OpenAI is rolling out its new version that allows you to direct the AI bot not just by typing sentences into a text box, but by speaking out loud or simply uploading an image. According to OpenAI, the new features will be available to ChatGPT Plus subscribers within the next two weeks. The free version and everyone else will have this feature “soon.”
voice chat
On the other hand, we can say that the voice chat part is quite familiar. ChatGPT will be possible just like Alexa, Cortana, Google Assistant or Siri. You tell the artificial intelligence what you want with just the touch of a button. ChatGPT converts this into text and feeds it into the large language model, gets a response, converts it back into speech and relays the response back to you out loud.
This will actually be something we will hear frequently in a short time. We can say that OpenAI is just a pioneer. Because it seems like most virtual assistants are being rebuilt to be based on large language models. In a short time, we will actually start carrying virtual assistant artificial intelligence such as ChatGPT on our phones.
OpenAI’s outstanding Whisper model does most of the speech-to-text work, and the company is rolling out a new text-to-speech model that it says can produce “human-like voice from just text and a few seconds of sample speech.” You’ll be able to choose ChatGPT’s voice from five options, but OpenAI thinks the model has much more potential than that.
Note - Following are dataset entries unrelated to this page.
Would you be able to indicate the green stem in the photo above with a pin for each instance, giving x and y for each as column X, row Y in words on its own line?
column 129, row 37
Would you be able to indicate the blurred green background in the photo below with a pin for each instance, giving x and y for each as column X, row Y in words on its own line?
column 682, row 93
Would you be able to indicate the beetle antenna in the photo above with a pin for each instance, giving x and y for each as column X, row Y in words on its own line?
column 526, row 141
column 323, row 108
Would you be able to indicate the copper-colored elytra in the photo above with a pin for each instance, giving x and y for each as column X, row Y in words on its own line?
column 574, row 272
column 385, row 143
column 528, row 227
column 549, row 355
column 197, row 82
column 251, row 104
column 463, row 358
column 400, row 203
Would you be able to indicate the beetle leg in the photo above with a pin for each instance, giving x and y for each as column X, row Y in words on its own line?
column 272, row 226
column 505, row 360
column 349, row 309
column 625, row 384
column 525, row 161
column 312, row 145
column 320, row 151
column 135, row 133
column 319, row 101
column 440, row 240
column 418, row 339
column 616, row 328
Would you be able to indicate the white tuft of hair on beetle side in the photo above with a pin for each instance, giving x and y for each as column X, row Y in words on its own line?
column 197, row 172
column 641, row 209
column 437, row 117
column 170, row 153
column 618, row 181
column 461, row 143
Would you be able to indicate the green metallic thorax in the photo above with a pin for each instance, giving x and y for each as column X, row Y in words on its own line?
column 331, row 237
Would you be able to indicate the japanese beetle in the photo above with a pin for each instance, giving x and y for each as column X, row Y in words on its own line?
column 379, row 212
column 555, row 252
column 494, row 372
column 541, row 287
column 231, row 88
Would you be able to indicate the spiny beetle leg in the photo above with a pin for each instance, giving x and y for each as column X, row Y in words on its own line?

OpenAI is working with Spotify to translate podcasts into other languages, for example, while preserving the original audio. There are many interesting uses for synthetic voices, and OpenAI could be a big part of this industry.
Voice synthesis comes with risks
Being able to create a capable synthetic voice with just a few seconds of audio opens the door to all kinds of anxiety-provoking situations. “These capabilities introduce new risks, such as the potential for malicious actors to impersonate public figures or commit fraud,” the company says in a blog post announcing the new features. OpenAI says the model is not suitable for broad use for this very reason: It will be much more controlled and limited to specific use cases and partnerships.
Visual support
By the way, the new visual search is actually a bit like Google Lens. You take a photo of what you’re interested in, and ChatGPT tries to understand what you’re asking about and responds accordingly. You can also use the app’s drawing tool or write questions with the image to clarify your query.
Frankly, visual search also has potential problems. One of them is about what can happen when you ask a chatbot about a person: OpenAI says ChatGPT intentionally limits its “ability to analyze and make direct statements about people” for both accuracy and privacy reasons.
With this new release, OpenAI is trying to create safer artificial intelligence by deliberately limiting what its new models can do. But this approach won’t work forever. As more people use voice control and visual search, and ChatGPT moves closer to being a truly multi-modal, useful virtual assistant, it will become increasingly difficult to keep the guardrails built there.